Maya is buying a new desk for her room. She creates a map with the coordinates A(−1,7) , B(1,7) , C(1,−1) , and D(−1,−1) . Each unit on the coordinate plane represents 1 foot. Find the perimeter of her room to help her determine how big of a desk Maya can buy.

To find the perimeter of the room, we need to calculate the sum of the lengths of all four sides.

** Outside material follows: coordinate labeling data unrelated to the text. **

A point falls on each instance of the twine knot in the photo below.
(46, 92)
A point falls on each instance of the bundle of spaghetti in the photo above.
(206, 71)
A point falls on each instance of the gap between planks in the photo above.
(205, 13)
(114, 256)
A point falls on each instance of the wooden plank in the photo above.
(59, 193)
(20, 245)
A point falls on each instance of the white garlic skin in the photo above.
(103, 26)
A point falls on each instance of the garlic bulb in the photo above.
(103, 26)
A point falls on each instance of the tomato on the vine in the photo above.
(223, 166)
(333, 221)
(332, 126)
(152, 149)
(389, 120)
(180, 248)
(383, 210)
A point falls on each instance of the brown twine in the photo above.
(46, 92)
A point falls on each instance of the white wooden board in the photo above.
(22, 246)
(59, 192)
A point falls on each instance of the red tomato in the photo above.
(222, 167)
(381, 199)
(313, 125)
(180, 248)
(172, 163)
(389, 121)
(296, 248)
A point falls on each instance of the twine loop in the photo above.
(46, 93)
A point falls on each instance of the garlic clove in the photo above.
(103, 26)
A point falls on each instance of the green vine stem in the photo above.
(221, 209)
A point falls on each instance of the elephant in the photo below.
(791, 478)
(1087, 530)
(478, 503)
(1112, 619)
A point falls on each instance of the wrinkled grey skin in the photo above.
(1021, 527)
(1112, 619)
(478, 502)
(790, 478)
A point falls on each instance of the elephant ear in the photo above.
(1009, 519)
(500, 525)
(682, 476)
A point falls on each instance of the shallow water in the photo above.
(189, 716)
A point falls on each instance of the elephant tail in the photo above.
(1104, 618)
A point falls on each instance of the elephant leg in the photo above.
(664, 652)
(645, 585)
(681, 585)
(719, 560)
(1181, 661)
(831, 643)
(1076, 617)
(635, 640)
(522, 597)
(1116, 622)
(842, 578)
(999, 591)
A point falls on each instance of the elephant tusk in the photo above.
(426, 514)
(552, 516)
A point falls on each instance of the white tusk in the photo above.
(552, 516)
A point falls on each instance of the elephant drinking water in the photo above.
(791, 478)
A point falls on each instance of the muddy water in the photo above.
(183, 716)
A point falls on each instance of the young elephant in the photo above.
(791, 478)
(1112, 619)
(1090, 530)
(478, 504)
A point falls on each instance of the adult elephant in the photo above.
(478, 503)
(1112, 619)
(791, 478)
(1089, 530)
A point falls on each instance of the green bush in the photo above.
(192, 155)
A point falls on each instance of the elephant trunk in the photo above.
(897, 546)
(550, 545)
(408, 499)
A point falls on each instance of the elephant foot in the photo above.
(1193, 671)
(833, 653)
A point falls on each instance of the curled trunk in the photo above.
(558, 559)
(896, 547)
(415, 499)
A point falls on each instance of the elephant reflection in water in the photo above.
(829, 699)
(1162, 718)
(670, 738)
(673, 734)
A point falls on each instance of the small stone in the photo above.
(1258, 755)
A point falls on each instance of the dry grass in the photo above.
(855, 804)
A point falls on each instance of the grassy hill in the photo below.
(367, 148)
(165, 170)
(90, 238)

Using the distance formula, the distance between points A and B is given by:
AB = √[(1 - (-1))^2 + (7 - 7)^2]
AB = √[2^2 + 0^2]
AB = √(4)
AB = 2

Similarly, the distance between points B and C is given by:
BC = √[(1 - 1)^2 + (-1 - 7)^2]
BC = √[0^2 + (-8)^2]
BC = √64
BC = 8

The distance between points C and D is given by:
CD = √[(-1 - 1)^2 + (-1 - (-1))^2]
CD = √[(-2)^2 + 0^2]
CD = √(4)
CD = 2

Finally, the distance between points D and A is given by:
DA = √[(-1 -(-1))^2 + (-1 - 7)^2]
DA = √[0^2 + (-8)^2]
DA = √64
DA = 8

Now, we sum up the lengths of all sides to find the perimeter:
Perimeter = AB + BC + CD + DA
Perimeter = 2 + 8 + 2 + 8
Perimeter = 20 feet

Therefore, the perimeter of Maya's room is 20 feet. She can use this information to determine the maximum size of desk she can buy to fit in her room.